Skip to content

Job Scheduler

Bob Gobeille edited this page Apr 23, 2015 · 2 revisions

The FOSSology job scheduler is a daemon that periodically checks the job queue and spawns agents to run scans. Multiple jobs can be run simultaneously as defined in fossology.conf.

Terminology

  • job stream: A list of all the job steps queued at the same time for an upload. For example, all the job steps (programs) necessary to get a particular upload from unpack through all of its scans.
  • job: a specific step in the process of working on an upload. Each job would be associated with a different type of agent. For example if a person uploaded a .tar file and wanted license and copyright analysis run on the file, there would be a job for the unpack step, a job for the license step and a job for the copyright step.
  • agent: The actual process that the scheduler will spawn and be communicating with. An instance of the copyright scanner would be an example of an agent. A job is a scheduler construct used to run an agent process.

Scheduler Architecture

We use a classic client server communication style for both the agent communication and the UI communication. Every time a new communication channel is needed (whether with the agents or the user interface), the scheduler will create a new thread to manage the communications with that channel. This makes the communication logic much simpler.

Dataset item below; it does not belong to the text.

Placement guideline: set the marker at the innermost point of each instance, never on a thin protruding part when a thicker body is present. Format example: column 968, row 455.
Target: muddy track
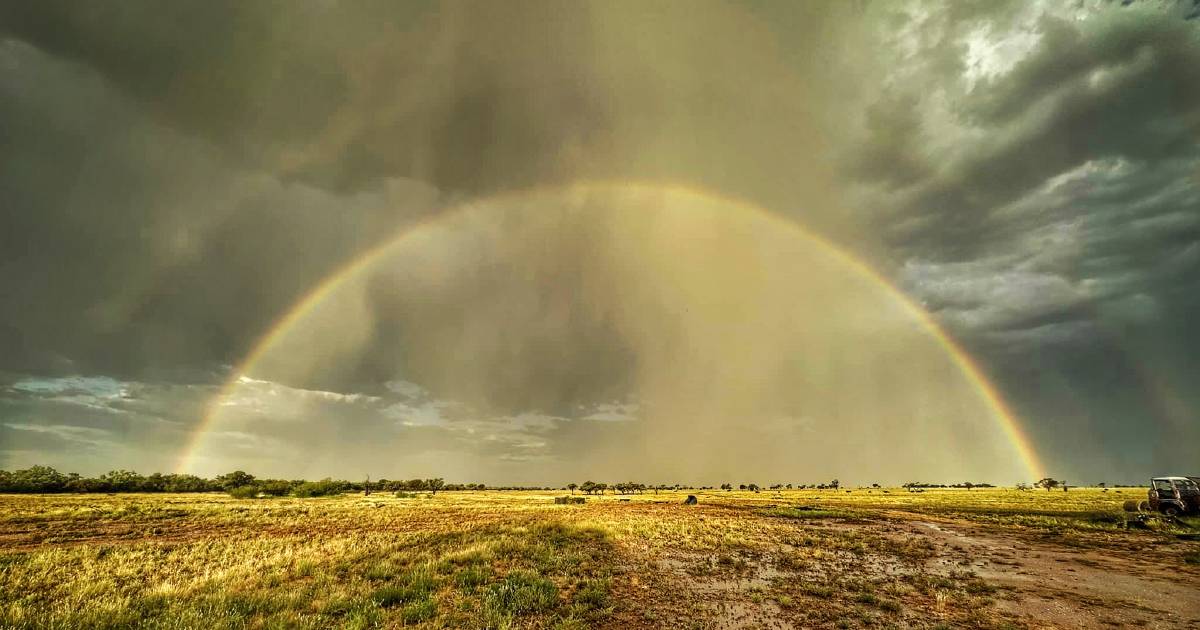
column 1039, row 585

Every time a new agent is created, a new thread is spawned to manage its communications. If the communication thread receives anything that would involve changing a data structure internal to the scheduler, it passes the information off to the main thread instead of changing it personally. This is done to simplify the need for locking large data structures and to hopefully eliminate the possibility of a race condition within the scheduler. The communication threads send information to the main thread using events. The communication thread will package the function and arguments and pass it to a concurrent queue that the main thread is waiting on.

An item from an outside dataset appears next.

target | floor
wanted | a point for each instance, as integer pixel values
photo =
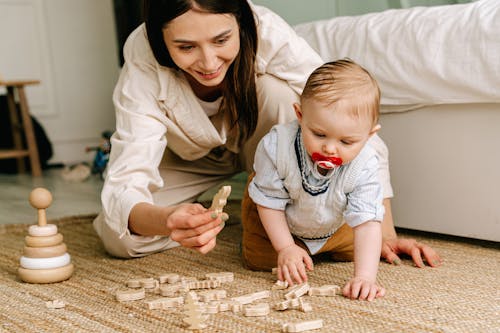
(69, 198)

When a new job stream is found in the job queue, the scheduler will create only the jobs for that job stream that have all the preconditions fulfilled. Once created the jobs will have agents allocated to them. Allocated agents belong to the job and will remain in the scheduler's data structures until the job is removed from the system. Even if agents fail, the information about what the agent was processing is needed since it will be given to a different agent in an attempt to resolve the failure. Therefore, within the system, a job stream owns jobs, and these jobs own agents. Jobs are responsible for cleaning up any agents allocated to them.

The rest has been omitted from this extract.